Under threat of jail and bankruptcy, Baggio Leung and Yau Wai-ching discuss future of Hong Kong pro-independence movement

In interview given before their conviction for illegal assembly, ousted lawmakers say they cannot be blamed for Beijing’s tightening grip on city

It has been more than a year since localists Sixtus Baggio Leung Chung-hang and Yau Wai-ching were booted from the city’s Legislative Council, but even after returning to their regular jobs, they continue to elicit angry glares and curious glances when they walk down the street.

The defiant pair notably drew Beijing’s ire in 2016, when they held aloft banners during their Legco swearing-in ceremony declaring “Hong Kong is not part of China”.

The incident prompted fears their offensive gestures would open a Pandora’s box and caused the central government to further tighten its grip on Hong Kong.

Earlier this year, student activist Agnes Chow Ting, a comrade of Occupy movement poster boy Joshua Wong Chi-fung, was banned from the Legco by-election in March to fill four of the six vacancies left by Leung, Yau and four other lawmakers.
This happened despite her party Demosisto endorsing “self-determination”, a milder political stance than advocating outright independence for the city.

Ousted Hong Kong lawmakers Baggio Leung and Yau Wai-ching convicted for storming Legco meeting

The position had appeared to sit well with Beijing two years ago when Chow’s peer and party chairman, Nathan Law Kwun-chung, was allowed to run for a seat on the legislature alongside Leung and Yau.

The shift that saw “self-determination” calls being put on par with pro-independence ones came after the duo’s disqualification.

Speaking to the Post recently, ahead of a court hearing over their attempt to forcibly enter a Legco meeting in 2016 while they were lawmakers-elect, Leung and Yau said they remained stern believers in independence for the former British colony. They insisted they should not be blamed for what appeared to be Beijing’s growing control over the city.

Agnes Chow Ting, 21, was disqualified from the Legco by-election in March. Photo: Nora Tam

“If you blame it on us, do you go back in history to trace everyone who has promulgated Hong Kong independence, such as … Ma Man-fai?” Yau asked, referring to the late social activist who advocated self-determination against the British government in the 1950s and 1960s.

I focus on non-political things
Yau Wai-ching

Yau and Leung were convicted of illegal assembly on Friday, an offence carrying a maximum penalty of three years’ imprisonment and a HK$5,000 (US$637) fine.

At the interview earlier, the ousted lawmakers spoke of their possible jail sentences and shared the latest on their lives after their political careers came to a sudden halt.
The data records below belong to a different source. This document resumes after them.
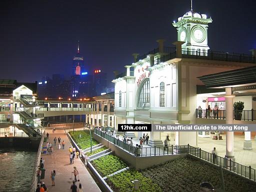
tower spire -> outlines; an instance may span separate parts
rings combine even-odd
[[[80,52],[80,50],[79,50],[79,40],[78,41],[78,54]]]

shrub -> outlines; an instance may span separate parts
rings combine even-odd
[[[102,177],[127,166],[127,164],[119,158],[112,154],[95,160],[92,162],[92,164]]]
[[[90,134],[89,133],[84,130],[76,130],[74,133],[73,132],[70,132],[69,134],[79,148],[84,150],[90,147]],[[80,138],[80,134],[81,134],[81,138]],[[98,144],[98,142],[97,141],[94,139],[92,140],[92,146]]]

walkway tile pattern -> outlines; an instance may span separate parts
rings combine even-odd
[[[52,144],[54,148],[53,154],[48,155],[42,154],[41,156],[41,157],[44,160],[44,168],[46,170],[44,179],[42,180],[46,183],[48,188],[48,192],[70,192],[70,187],[74,179],[74,174],[72,173],[74,166],[77,168],[79,172],[80,182],[76,182],[78,187],[79,184],[81,183],[84,192],[101,192],[80,158],[76,158],[76,157],[74,164],[70,164],[68,149],[72,145],[65,134],[64,130],[62,128],[56,128],[56,132],[52,134],[52,128],[51,128],[50,130],[46,130],[46,132],[48,132],[50,134],[48,142]],[[55,136],[57,138],[60,136],[62,142],[64,140],[66,144],[64,150],[62,149],[62,148],[58,150],[58,140],[56,146],[54,146],[54,139]],[[46,142],[44,142],[43,146],[46,146]],[[54,170],[56,171],[56,186],[52,186],[50,172]]]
Yau, who now works in marketing, said: “I focus on non-political things.”

She added she had been trying to see things from an ordinary citizen’s perspective, hopeful of being able to better communicate her beliefs to them in the future.

Leung is doing freelance work on e-commerce projects while seeking to help fellow activists.

The pair also shared their views on the impact of the government’s increasingly strong-arm approach to the pro-independence movement.

On Chow’s by-election disqualification, Leung claimed the decision had nothing to do with the duo’s pursuit of independence for the city.

He said Chow was turned away by returning officers because her beliefs were deemed threatening – similar to how he and Yau were disqualified as lawmakers two years ago.

Baggio Leung and Yau Wai-ching had their final bid to be reinstated in Legco rejected by the Court of Final Appeal. Photo: Sam Tsang
Leung cited University of Hong Kong law scholar Benny Tai Yiu-ting as another example, saying the academic had reiterated numerous times that he opposed independence. Yet Tai, a co-founder of the pro-democracy Occupy protests of 2014, still drew sharp criticism for a recent speech in Taiwan in which he suggested that Hong Kong could consider becoming an independent state.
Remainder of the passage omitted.